“Telling a Story of Stillbirth: Accepting the Limits of Narrative” is my way of grappling with the discomfort I felt when I found out that my collection of essays, They Were Still Born: Personal Stories about Stillbirth, would come out in paperback this summer. I realized that, along with excitement and gratitude, I felt a startling dismay. I set three goals in writing and publishing my digital essay: first to work through my own ambivalence and to puzzle through why I found the story I had worked so hard to get into print troubling now; second to give voice to the way that grief and narrative changes over time; and third (probably the least important) to use a different platform to help publicize my collection and reach new readers.
I began by writing some reflective vignettes. They came out in whatever form they wanted to. When I reached the end of one, I would just hit enter a couple of times and start something else. Of course, I can do that ad nauseam (and judging by the number of people who visited my essay on [Medium] only to flee when they saw an estimated reading time of 14 minutes, perhaps my final version is still too long!). But when I had a few thousand words, I stopped and starting trying to find the threads to weave together into a coherent whole.

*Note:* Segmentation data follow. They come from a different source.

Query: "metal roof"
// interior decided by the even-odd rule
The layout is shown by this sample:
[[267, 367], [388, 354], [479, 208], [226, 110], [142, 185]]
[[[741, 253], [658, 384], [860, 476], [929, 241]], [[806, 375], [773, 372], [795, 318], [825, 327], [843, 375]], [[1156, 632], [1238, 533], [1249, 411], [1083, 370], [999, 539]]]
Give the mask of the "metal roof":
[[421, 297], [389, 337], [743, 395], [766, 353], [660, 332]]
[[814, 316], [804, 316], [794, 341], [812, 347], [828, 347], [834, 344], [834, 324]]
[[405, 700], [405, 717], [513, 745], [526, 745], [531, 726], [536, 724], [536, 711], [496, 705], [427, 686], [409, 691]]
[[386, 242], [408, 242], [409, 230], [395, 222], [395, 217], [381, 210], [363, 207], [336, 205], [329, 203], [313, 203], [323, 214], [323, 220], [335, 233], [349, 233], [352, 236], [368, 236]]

I took the essay through four distinct drafts. Several chunks from my earliest drafting did end up in the final version. The hardest part was deciding how to navigate the disjointedness of writing about writing about loss. I wanted my readers to experience some discomfort, but I didn’t want it to be so much that they were completely thrown off.
Then the question arose of platform. I put the entire essay draft up on a wordpress site I created for general book promotion. But it didn’t work there, and visually it was too long of an unbroken stream of text. My peer group suggested putting it on its own site and then just linking as needed.
Finally, I ended up publishing the essay on Medium because I loved the simple, clean aesthetics of the site, and I also wanted the ability to add it to various collections on the site.
Affordances and Constraints:
Writing my essay online and on Medium specifically offered the ability to link, to promote my work in a community, and to revisit and revise it later. I like the way the whole essay looks and reads. It’s like a beautiful, very pared-down magazine.
Interesting constraints came up when I tried to embed links in the essay. Medium’s simplicity does come at a cost; it was not possible, as it is in WordPress, to set links to open in a new tab or new page. So anytime a reader clicked on a link, it would take him or her away from my essay. I ultimately decided, rather than risking the loss of readers, I would place asterisks and then have a “links” section at the bottom of the piece.